Pityriasis rosea


Pityriasis rosea

Description, Causes and Risk Factors:

Alternative Names: Pityriasis circinata, pityriasis maculata.

Pityriasis rosea is a common rash in children and young adults. It usually looks like round or oval scaly pink/brown patches and occurs mainly on the chest and back, although the rash may appear at other places as well.

There is no known definitive cause. The vast majority of dermatologists believe that this disease should be some kind of viral infection. This is mainly because some of the following inferences like:

1. Diseases are seasonal, usually a few months a year there will be a particularly large number of patients.

2. Many patients prior to the onset of the skin has a number of flu-like symptoms.

3. In pityriasis rosea typical rash appears first on the chest, stomach or back. In the next 12 weeks, on the patient's trunk and proximal limbs, will appear one after another pink erythema. Because of the rapidity of spreading this can be alarming.

Risk factors may include:

    The mycoplasma.

  • The picovirus.

  • The human herpes virus type 7.

Pityriasis rosea can affect any age group, but commonly affects older children and young adults. It usually goes away on its own, but may last for several weeks. Before it disappears, pityriasis rosea may make you mildly uncomfortable, but there are steps you can take to relieve your discomfort.

Symptoms:

Symptoms may include:

    You may feel like you have a cold at first.

  • You may feel congested.

  • You may have sore throat and cough.

  • Headache and low-grade fever may present.

  • A scaly red spot may appear on your back or stomach. This is called a "herald patch."

  • Smaller spots will develop on your body days to weeks later.

  • Itching may present.

  • The patches seem crinkly and loose in the centre.

Diagnosis:

Differential diagnosis may include: Eczema, ringworm or psoriasis. Infection with syphilis also can cause a similar rash.

Dermatologist can usually diagnose pityriasis rosea by the way the rash looks. A blood test may be needed to rule out a form of syphilis, which can cause a similar rash. If the diagnosis is unclear, your doctor may do a potassium hydroxide (KOH) test to make sure the rash is not caused by a fungal infection.Occasionally, a skin biopsy may be needed to confirm the diagnosis.

Treatment:

There is no special treatment for pityriasis rosea. You should lead your normal, active life. If possible, expose the skin to moderate amounts of sunlight because this tends to lessen the rash, but you must avoid sunburn. Otherwise, ultraviolet light therapy three times a week is helpful.

If itching is a problem, your doctor may recommend the following to provide relief:

    Steroid creams or ointments. These creams will help ease itching and decrease redness.

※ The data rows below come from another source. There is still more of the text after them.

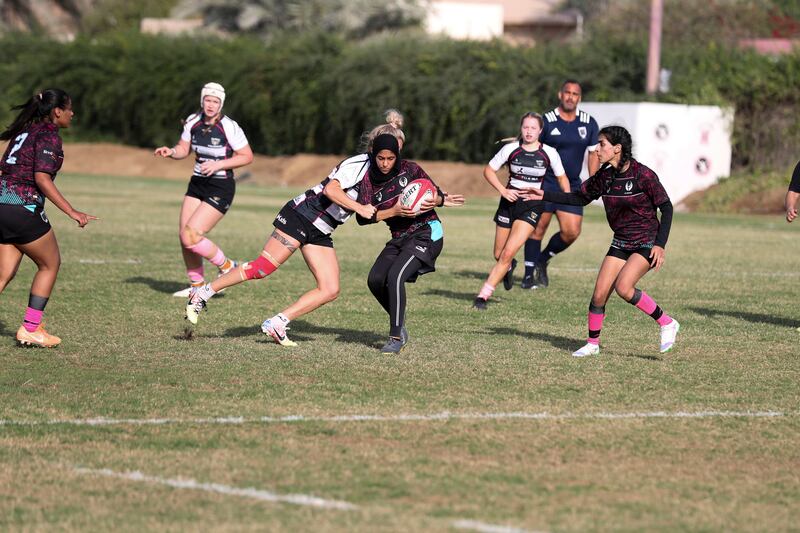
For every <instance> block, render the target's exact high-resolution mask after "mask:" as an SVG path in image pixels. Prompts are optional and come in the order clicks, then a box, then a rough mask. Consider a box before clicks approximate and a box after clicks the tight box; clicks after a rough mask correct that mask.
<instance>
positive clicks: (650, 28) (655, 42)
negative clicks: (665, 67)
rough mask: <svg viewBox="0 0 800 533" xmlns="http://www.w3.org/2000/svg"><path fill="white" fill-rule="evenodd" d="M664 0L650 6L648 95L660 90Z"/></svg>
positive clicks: (648, 47) (648, 70) (647, 50)
mask: <svg viewBox="0 0 800 533" xmlns="http://www.w3.org/2000/svg"><path fill="white" fill-rule="evenodd" d="M663 12H664V0H651V4H650V46H649V47H648V50H647V94H655V93H656V91H657V90H658V74H659V71H660V70H661V16H662V14H663Z"/></svg>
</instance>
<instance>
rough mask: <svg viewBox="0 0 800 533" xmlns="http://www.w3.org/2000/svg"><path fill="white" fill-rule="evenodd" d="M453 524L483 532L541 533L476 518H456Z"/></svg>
mask: <svg viewBox="0 0 800 533" xmlns="http://www.w3.org/2000/svg"><path fill="white" fill-rule="evenodd" d="M451 525H452V526H453V527H454V528H456V529H468V530H470V531H480V532H482V533H541V532H538V531H530V530H528V529H519V528H516V527H508V526H497V525H494V524H484V523H483V522H476V521H475V520H456V521H455V522H453V523H452V524H451Z"/></svg>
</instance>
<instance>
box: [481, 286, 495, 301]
mask: <svg viewBox="0 0 800 533" xmlns="http://www.w3.org/2000/svg"><path fill="white" fill-rule="evenodd" d="M493 293H494V285H489V284H488V283H484V284H483V287H482V288H481V292H479V293H478V298H482V299H484V300H488V299H489V298H491V297H492V294H493Z"/></svg>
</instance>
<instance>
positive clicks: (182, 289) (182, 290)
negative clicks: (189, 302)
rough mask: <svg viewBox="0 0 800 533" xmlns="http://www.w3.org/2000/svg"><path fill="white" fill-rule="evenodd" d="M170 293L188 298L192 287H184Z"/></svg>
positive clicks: (178, 296) (174, 295)
mask: <svg viewBox="0 0 800 533" xmlns="http://www.w3.org/2000/svg"><path fill="white" fill-rule="evenodd" d="M172 295H173V296H175V297H177V298H188V297H189V296H191V295H192V287H186V288H185V289H181V290H179V291H176V292H173V293H172Z"/></svg>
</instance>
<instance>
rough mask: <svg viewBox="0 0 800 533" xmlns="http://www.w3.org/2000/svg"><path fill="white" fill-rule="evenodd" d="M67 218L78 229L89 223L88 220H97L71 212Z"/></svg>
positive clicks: (93, 217) (82, 213)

  • Oral antihistamines: These medications are available by prescription as cetirizine (Zyrtec) and fexofenadine (Allegra), and over-the-counter as diphenhydramine (Benadryl), chlorpheniramine (Chlor-Trimeton), clemastine (Tavist) and loratadine (Claritin).

A soothing bath oil, such as QV Bath Oil, can give relief and is particularly useful for children.

These steps may help you relieve the discomfort of pityriasis rosea:

    Bathe and shower in lukewarm water.

  • Use zinc oxide cream or calamine lotion on the rash.

Disclaimer: The above information is educational purpose. The information provided herein should not be used during any medical emergency or for the diagnosis or treatment of any medical condition.

DISCLAIMER: This information should not substitute for seeking responsible, professional medical care.